С этого момента мадемуазель Ларсан зажила во мне независимой жизнью, и я увидел ее такой, какой она себя не знала или не хотела знать, — жертвой. И я сам наконец нашел для себя роль в жизни, — роль галантного рыцаря, роль святого Георгия, готового с копьем наперевес ринуться на битву со змеем.

 

10. Смерть по методу Дель Мармоля

Мало того, что журналисты донимают меня расспросами о жене, их интересует и мое собственное творчество. В глубине души я ненавижу этих людей. Они ставят меня лицом к лицу с тем, что я с удовольствием задвинул бы куда-нибудь на задворки сознания, и к тому же лишь после их ухода, и то не сразу, я наконец соображаю, что им следовало ответить (а главное — в каких выражениях).

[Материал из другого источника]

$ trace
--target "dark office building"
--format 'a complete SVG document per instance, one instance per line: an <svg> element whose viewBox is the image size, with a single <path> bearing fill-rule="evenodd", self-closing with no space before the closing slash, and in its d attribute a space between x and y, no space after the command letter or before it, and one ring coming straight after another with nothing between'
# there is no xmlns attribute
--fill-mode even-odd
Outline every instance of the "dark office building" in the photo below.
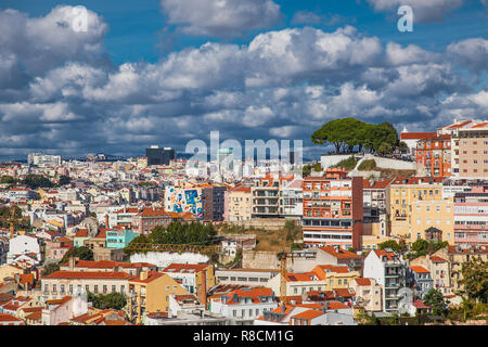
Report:
<svg viewBox="0 0 488 347"><path fill-rule="evenodd" d="M202 189L203 221L223 221L226 187Z"/></svg>
<svg viewBox="0 0 488 347"><path fill-rule="evenodd" d="M157 145L152 145L145 149L145 156L147 157L147 165L169 165L170 160L176 159L176 152L174 149L159 149Z"/></svg>

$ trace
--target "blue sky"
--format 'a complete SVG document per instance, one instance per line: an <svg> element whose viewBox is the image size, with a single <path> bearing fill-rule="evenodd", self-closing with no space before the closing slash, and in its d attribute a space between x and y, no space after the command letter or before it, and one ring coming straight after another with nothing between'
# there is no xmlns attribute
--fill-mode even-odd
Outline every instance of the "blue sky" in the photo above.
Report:
<svg viewBox="0 0 488 347"><path fill-rule="evenodd" d="M0 158L183 151L210 130L303 139L313 157L336 117L433 130L488 115L486 0L219 1L2 0ZM413 33L397 29L404 3ZM75 5L85 36L57 25Z"/></svg>

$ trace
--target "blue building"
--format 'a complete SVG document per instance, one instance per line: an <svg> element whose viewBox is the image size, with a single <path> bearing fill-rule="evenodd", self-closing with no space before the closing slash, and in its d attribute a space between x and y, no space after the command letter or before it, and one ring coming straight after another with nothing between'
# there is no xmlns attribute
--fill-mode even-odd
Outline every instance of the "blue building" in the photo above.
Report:
<svg viewBox="0 0 488 347"><path fill-rule="evenodd" d="M125 248L139 234L129 230L107 230L106 247L107 248Z"/></svg>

Конечно, «ненавижу» — это сильно сказано. Я вообще не способен возненавидеть своего собеседника, хотя бы потому, что мгновенно ставлю себя на его место. Я перевоплощаюсь в него, как в каждого из моих героев, и проникаюсь к нему любовью — пожалуй, даже более нежной, чем к себе самому. Это не значит, что я всегда придерживаюсь его точки зрения, боже сохрани, но, раз попав в его шкуру, я почти забываю о самом себе. Франсуа Кревкёр, чьим именем пестрят афиши и рекламы кинотеатров, в своих собственных глазах превращается в невесомое облачко, в длинный парящий шлейф, меня больше нет, я — это другой. И потому мне очень трудно быть злым, невежливым и неучтивым. Я легко теряюсь, когда приходится отвечать на вопросы, но мне ничего не стоит увидеть целую жизнь за любым самым незначительным услышанным мною словом. Сидит ли передо мной зубр театральной журналистики или самый что ни на есть скромный сотрудник какой-нибудь захудалой газетки, результат всегда один: я представляю себе его жизнь, вижу, как он кормит с ложечки немощную мать или мажет джемом ломоть хлеба на завтрак. Длинные патлы свисают на его затрапезную куртку, а я представляю его ребенком в школьном дворе: он только что разбил коленку и теперь морщится от йода. Так я рисую себе одну картинку трогательнее другой и, словно по саду, разгуливаю среди них. Тем временем мой собеседник задает мне вопросы, а мне не до них. Я целиком поглощен своим вымыслом. Он уходит, разочарованный, ироничный, а я потихоньку вновь становлюсь Франсуа Кревкёром: родился в Льеже 1 мая 1930 года, отец Анри Кревкёр (род. в 1900 г., преподаватель английского языка в лицее Леони-де-Ваа), мать Жаклин Жакоб (род. в 1898 г. — ум. в 1970 г.); в семнадцать лет — первая премия Льежской консерватории по классу драматического искусства, с 1955 г. живет в Париже, принят в «Комеди Франсез» в 1960 г., получил известность в 1958 г., снявшись в детективном фильме «Смерть на рассвете». 23 октября 1969 г. женился на Сесиль Ларсан, талантливой балерине, которая отказалась от балетной карьеры, потому что не ищет в жизни легких путей, и посвятила себя пению, у нее красивое меццо, но она видит себя лирическим сопрано, она, не дрогнув, принимает непоправимое, но не способна на отступление и маневр и теперь коротает дни в своем полутемном флигеле за бесконечным вязанием.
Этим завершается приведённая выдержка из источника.